For a flexible solution, you may want to implement some sort of sharding. Probably the easiest solution is to separate schools into groups upfront and store data for different groups of schools on different servers. E.g., data for schools 1-10 is stored on server A, schools 11-20 on server B, etc. This is almost infinitely scalable, assuming that there are few relationships between data from different schools.
Also you could just try throwing more horsepower at the problem and invest into a RAID of SSD drives and, assuming that you have enough processing power, you should be OK. Of course, if it's a huge database, the capacity of SSD drives may not be enough.
Finally, see if you can cut down on the number of insertions, for example by denormalizing the database. Say, instead of storing attendance for each student in a separate row put attendance of the entire class as a vector in a single row. Of course, such changes will heavily limit your querying capabilities.
My laid back advice is:
Build you application lightweight. Don't use an high level database abstraction layer like Active Record. They suck at scaling.

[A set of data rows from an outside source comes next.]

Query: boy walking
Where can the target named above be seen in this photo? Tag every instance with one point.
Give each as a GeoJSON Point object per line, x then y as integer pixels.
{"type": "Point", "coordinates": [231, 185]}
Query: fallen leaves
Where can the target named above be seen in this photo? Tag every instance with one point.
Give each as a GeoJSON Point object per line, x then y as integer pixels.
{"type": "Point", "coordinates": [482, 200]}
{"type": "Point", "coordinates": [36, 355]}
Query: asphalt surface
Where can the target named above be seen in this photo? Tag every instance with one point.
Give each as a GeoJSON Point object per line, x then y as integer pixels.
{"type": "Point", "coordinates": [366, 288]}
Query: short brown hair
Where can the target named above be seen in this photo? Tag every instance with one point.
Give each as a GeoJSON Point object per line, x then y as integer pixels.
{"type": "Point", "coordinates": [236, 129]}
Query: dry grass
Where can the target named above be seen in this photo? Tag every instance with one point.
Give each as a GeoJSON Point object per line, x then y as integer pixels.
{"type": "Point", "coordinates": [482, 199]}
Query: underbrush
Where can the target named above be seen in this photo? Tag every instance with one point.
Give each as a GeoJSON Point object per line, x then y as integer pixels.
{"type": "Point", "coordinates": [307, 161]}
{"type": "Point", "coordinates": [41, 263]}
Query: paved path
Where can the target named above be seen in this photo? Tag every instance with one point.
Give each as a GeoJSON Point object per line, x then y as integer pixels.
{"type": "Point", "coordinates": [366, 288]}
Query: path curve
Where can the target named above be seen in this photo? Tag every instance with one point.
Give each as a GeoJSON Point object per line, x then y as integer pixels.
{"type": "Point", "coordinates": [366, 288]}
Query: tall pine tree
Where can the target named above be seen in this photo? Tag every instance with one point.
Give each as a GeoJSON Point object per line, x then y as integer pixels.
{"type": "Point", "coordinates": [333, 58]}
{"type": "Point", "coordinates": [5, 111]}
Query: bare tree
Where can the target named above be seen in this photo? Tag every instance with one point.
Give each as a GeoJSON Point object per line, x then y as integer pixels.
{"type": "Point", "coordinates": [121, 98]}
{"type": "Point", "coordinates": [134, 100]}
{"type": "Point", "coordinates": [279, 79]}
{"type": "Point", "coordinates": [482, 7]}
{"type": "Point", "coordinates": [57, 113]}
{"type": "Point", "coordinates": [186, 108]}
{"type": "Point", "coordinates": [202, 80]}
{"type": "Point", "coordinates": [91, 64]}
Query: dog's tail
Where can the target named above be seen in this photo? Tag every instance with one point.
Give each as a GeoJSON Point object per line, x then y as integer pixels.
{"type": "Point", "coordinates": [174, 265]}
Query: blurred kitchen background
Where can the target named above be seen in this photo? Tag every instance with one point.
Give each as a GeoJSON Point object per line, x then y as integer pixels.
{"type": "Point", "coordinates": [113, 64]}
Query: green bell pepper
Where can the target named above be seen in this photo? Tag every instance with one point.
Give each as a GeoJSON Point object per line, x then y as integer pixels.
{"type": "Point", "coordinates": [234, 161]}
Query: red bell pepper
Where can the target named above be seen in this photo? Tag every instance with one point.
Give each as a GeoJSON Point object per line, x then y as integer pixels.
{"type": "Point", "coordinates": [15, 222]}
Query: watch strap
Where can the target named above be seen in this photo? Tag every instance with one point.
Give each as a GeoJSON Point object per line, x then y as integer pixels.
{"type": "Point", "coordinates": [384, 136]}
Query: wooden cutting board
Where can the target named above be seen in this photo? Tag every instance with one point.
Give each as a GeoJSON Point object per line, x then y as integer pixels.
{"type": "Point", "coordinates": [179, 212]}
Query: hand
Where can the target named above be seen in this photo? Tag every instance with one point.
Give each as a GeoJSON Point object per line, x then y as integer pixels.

Learn a lot about mysql permformance.
Learn about mysql replication.
Learn about load balancing.
Learn about in memory caches. (memcached)
Hire an administrator (with decent mysql knowledge) or web app performance guru/consultant.
The concrete strategy depends on your application and how it is used. Mysql replication, may or may not be appropriate (same applies for the mentioned sharding strategy). But it's a rather simple way to achive some scaling, because it doesn't impact your application design too much. In memory caches can keep away some load from your databases, but they need some work to apply and some trade offs. In the end you need a good overall understanding how to handle a database driven application under heavy load. If you have a tight deadline, add external manpower, because you won't do this right within 6 weeks without experience.